I was very good friends with Gayle Geraci back in the 1960s and early 1970s.
Gayle Geraci was the younger sister of Philip "Flip" Geraci. We all lived in the New Orleans suburb of Metairie.
Flip Geraci was just an idealistic kid back in the summer of 1963, when -- while goofing around Canal Street (or was it Camp Street) one day, he stumbled upon a group that called themselves "Fair Play for Cuba." Flip was studying Spanish in school (he was about 14 or 15 when this all happened), and he was a really naive, idealistic (but nice) guy. So he stops and talks with them for a long while, and they talk him into raising some money for their group. So I think he raised a small sum -- maybe 10 bux or something (would be around 100 bux in todays dollars) -- for their cause. But I don't really think he even understood what the group was about, honestly.
Anyway, because he raised some money for them, he got "on their books," so to speak.
A few months went by, then on Nov 22, 1963 over in Dallas, TX, another guy that was associated with the Fair Play for Cuba group -- a man named Lee Harvey Oswald -- ended up getting arrested for killing President Kennedy. (I am NOT going to speculate here, whether I believe Oswald actually killed the President or not.)

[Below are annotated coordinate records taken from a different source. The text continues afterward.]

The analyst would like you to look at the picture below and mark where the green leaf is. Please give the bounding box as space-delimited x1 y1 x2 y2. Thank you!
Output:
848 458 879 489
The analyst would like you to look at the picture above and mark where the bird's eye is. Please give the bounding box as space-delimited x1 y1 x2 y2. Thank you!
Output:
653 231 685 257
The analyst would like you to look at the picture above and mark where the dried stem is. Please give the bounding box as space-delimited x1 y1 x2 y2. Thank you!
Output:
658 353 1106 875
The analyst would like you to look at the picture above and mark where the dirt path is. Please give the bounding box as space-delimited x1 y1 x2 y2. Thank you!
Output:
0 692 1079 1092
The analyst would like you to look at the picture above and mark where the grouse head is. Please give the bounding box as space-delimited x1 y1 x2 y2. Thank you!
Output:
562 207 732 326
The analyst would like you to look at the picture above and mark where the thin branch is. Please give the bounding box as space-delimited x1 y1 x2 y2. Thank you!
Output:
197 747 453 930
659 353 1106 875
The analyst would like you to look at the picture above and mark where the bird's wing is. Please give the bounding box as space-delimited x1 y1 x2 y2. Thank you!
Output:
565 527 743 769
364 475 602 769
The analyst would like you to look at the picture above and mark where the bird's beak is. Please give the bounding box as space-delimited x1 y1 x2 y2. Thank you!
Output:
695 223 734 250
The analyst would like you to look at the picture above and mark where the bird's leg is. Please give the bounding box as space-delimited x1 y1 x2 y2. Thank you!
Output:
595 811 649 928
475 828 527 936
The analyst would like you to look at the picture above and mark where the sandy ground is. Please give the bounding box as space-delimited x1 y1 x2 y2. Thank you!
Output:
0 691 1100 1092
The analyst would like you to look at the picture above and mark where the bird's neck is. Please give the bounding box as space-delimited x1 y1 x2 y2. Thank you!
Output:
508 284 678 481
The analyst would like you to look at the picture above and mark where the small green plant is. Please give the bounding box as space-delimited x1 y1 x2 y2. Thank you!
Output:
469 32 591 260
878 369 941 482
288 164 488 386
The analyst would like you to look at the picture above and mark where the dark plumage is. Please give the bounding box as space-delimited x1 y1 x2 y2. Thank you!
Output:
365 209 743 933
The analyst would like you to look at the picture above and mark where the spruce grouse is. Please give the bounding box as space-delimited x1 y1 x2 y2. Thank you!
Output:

FBI investigators swooped down on the Fair Play for Cuba group, seizing their books, and found that Flip had raised a small sum of money for the group a few months before.
So they pulled Flip (and his mother, since Flip was a minor) in for an interview. Flip didn't know anything, and the FBI interviewers soon realized they were dealing with a young kid who didn't have a clue.
Nonetheless, a few years later when the 24 volume Warren Report was finally published, the entire transcript of the FBI's interview with Flip Geraci and his mother is included in that report, verbatim.